マタイ受難曲と某交響曲
東京タワーと桜を写しだす手水舎。
静謐で時間が止まったように感じます。
日本人でよかったな、と思うこの感性。きっと同感いただけると思います。
金曜の早朝、寝付かれず、なにげに見たメールは20年来の仕事仲間の訃報でした。
冷や水を浴びせられたかのような衝撃でした。
会社を辞めると、その会社内だけの付き合いだった人、取引先でも、会社の名前あっての付き合いだった人。
こんなにはっきりすることはありません。
でも、彼はまったく違いました。
変わらぬお付き合いを継続した仲間でした。
一緒に各地に出張して酒も飲みまくりましたね。
仙台では飲み過ぎて、酔いすぎて上着をまるきり裏返しで着てしまい、それで街に出ていこうとするものだから、大慌てでとどめました。
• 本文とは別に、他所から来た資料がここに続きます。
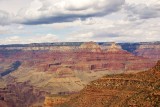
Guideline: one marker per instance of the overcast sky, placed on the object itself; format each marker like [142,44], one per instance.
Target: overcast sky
[34,21]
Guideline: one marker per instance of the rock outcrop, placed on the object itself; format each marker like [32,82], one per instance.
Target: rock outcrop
[141,89]
[90,47]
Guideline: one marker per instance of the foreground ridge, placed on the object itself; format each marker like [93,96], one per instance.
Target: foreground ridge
[123,90]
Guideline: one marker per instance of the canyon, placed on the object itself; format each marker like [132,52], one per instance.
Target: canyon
[32,73]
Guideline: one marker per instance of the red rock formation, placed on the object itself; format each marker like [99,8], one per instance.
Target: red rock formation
[149,51]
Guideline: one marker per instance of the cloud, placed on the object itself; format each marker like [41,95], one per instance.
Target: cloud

内ポケットが丸出しで財布取りほうだいですから。
新潟の六日町には、豪雪のなかを何度か行きました。車で向かったとき、超大盛りのへぎそばを食べ、カーステレオでかけられた音楽は「マタイ受難曲」の最後の合唱。
彼はまじめで超かたい人なのでしたが、まさかクラシック音楽を聴くとはこのときまで知りませんでした。そして、さらにディープ・パープルやツェッペリンも。
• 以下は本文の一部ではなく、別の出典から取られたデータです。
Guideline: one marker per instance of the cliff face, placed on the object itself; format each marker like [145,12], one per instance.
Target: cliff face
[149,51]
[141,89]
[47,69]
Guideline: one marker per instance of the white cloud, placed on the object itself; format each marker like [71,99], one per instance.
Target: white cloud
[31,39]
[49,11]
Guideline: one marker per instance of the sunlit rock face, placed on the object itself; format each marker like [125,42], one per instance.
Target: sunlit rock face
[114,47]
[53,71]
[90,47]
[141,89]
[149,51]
多くの方から信頼を寄せられる生真面目かつ完璧な仕事ぶり。
姉歯事件以来、構造計算もできる彼はコストも安いためひっぱりだこで、超多忙。
そして仕事に没頭するようになり、いつしか体に変調をきたしていたのでしょう。
徹夜仕事のなか、仮眠をしながら眠るように亡くなりました。
付けっぱなしのPCは、仕事の途中でした。
亡くなった彼が選んだマタイは、なんとショルティ盤。
「われら涙流しつつひざまずき」は、そのショルテイ盤はいまや遠くに聴こえる印象にすぎませんが、かっちりとマスの響きがする強い演奏だったように記憶します。
いま聴く演奏は、わたくしにとって、そして多くの方々にとって絶対的な存在であったリヒターの58年の録音。
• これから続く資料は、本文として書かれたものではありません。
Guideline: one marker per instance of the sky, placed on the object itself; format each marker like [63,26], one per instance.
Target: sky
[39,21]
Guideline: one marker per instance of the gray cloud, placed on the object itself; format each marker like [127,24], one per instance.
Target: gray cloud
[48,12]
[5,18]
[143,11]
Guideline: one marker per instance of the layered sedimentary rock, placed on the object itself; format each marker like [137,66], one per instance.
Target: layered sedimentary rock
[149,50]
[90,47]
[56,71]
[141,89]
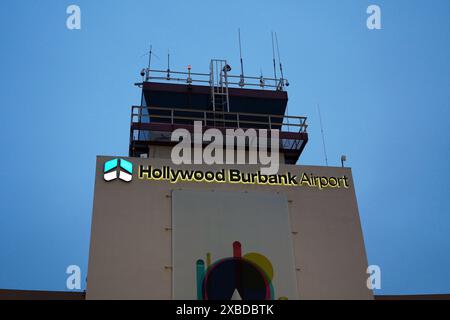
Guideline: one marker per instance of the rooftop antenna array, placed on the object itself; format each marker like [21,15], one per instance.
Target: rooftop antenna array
[168,64]
[281,65]
[242,78]
[323,136]
[274,62]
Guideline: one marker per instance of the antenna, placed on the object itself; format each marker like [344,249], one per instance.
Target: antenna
[323,136]
[241,80]
[274,63]
[279,60]
[168,64]
[261,80]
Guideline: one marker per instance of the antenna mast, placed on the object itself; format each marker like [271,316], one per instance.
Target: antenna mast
[147,77]
[241,80]
[279,60]
[168,64]
[323,136]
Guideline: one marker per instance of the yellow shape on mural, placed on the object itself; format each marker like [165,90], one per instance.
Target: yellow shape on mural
[262,262]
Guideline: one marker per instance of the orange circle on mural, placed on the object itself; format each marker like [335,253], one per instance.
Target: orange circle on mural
[262,262]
痛切で、厳しく突き放されるような演奏でありながら、人を包み込むような大きさを持ったリヒターのこの演奏の最後の合唱は、癒しとともに、やはり人間を問い詰めるような問題意識をはらんだものに聴こえます。
永遠に素晴らしい「リヒターのマタイ」。
昨日、灰になってしまった彼にも届くといいです。
この曲を紹介できず、聴かすことができなかったのが残念です。
交響曲第1番「HIROSHIMA」。
いまこうして、弔いとして、この闘いと平安にあふれる劇的な交響曲を聴くことも充分ありだと思います。
すっかりなじんだこの交響曲。
聴くシテュエーションごとに、ありがたい効能があるように思えるようになってきました。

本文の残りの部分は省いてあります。